Le naufrage de la Méditerranée, a-t-il ajouté, “est un autre rappel que, malgré de nombreux avertissements, la vie des personnes en mer continue d’être en danger en raison d’une capacité et d’une coordination de sauvetage insuffisantes, du manque d’itinéraires sûrs et légaux, du manque de solidarité , et la criminalisation des ONG qui essaient d’offrir de l’aide.”
notions préconçues
Suivant cette ligne, l’universitaire de Cambridge pense que les histoires d’immigrés qui tentent leur chance en Méditerranée sont ancrées dans des récits préconçus, qui limitent également l’intérêt pour les histoires individuelles.

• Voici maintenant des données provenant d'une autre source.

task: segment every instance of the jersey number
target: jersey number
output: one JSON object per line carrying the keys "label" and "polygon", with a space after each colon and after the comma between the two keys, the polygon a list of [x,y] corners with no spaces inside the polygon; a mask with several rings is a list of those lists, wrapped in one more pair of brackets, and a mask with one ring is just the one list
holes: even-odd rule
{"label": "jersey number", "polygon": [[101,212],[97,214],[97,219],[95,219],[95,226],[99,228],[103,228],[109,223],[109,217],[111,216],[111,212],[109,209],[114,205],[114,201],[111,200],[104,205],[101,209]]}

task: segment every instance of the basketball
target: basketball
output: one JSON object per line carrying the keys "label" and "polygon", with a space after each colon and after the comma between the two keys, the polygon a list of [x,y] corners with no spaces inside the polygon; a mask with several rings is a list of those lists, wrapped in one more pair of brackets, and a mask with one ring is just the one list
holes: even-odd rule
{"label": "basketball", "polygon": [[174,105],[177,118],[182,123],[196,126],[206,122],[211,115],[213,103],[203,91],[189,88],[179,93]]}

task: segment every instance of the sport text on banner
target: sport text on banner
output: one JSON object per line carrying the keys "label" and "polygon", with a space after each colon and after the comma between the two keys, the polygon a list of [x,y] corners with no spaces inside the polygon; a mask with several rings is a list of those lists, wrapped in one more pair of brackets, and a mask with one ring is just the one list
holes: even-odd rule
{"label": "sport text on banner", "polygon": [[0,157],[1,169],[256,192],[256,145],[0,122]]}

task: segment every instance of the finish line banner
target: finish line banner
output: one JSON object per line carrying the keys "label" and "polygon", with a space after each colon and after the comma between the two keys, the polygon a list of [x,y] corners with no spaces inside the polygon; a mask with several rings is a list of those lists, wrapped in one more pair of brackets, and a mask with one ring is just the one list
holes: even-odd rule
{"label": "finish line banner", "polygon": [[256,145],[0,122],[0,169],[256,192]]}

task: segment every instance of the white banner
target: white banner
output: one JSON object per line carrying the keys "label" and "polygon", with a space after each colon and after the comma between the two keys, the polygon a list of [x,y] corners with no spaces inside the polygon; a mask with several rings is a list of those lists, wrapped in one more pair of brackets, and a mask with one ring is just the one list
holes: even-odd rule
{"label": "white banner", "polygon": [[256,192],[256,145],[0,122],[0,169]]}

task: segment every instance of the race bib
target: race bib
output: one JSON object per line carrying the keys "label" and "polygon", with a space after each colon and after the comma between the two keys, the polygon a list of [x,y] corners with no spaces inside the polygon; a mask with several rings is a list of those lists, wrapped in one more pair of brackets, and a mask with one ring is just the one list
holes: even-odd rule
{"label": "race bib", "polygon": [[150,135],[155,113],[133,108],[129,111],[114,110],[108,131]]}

“Nous pensons que nous avons entendu leurs histoires:” eh bien, ce sont des gens désespérés ou des migrants économiques avides “, qui est l’une des histoires que les gouvernements nous racontent, du moins ici au Royaume-Uni”, dit-il.
“Alors nous avons pensé qu’il n’y avait rien d’intéressant à cela et nous les avons emballés dans des histoires de famille au lieu d’histoires individuelles. Mais chacun de ces 700 passagers avait sa propre histoire et son propre contexte. (…) Et, encore une fois, nous revenons à la question de ce à quoi nous décidons de participer, qu’il s’agisse d’une histoire sans visage ou d’une histoire qui mérite d’être racontée.
“Je me demande, si nous avions une couverture comme Titan, y aurait-il un changement dans le discours public lié aux immigrés, et peut-être qu’il n’y a aucun intérêt à changer le discours public liés aux immigrés.
Un exemple qui n’a pas suivi cette règle, souligne Gopal, était le cas du garçon syrien Alan Kurdi Un enfant de 2 ans retrouvé mort sur une plage turque en 2015 après que sa famille ait tenté d’échapper à la guerre en Syrie.
“Ce cas se démarque précisément parce qu’il était l’exception : lorsqu’il s’agit de migrants, il est littéralement le seul à avoir un nom. Il est l’exception qui confirme la règle.
“Je pense que c’est à cause de l’image forte de la façon dont il a été trouvé et de la conviction que les enfants ne devraient pas mourir de cette façon. Mais pour la plupart des migrants qui meurent en mer, nous traitons cela comme normal, quotidien et ne mérite pas notre attention.”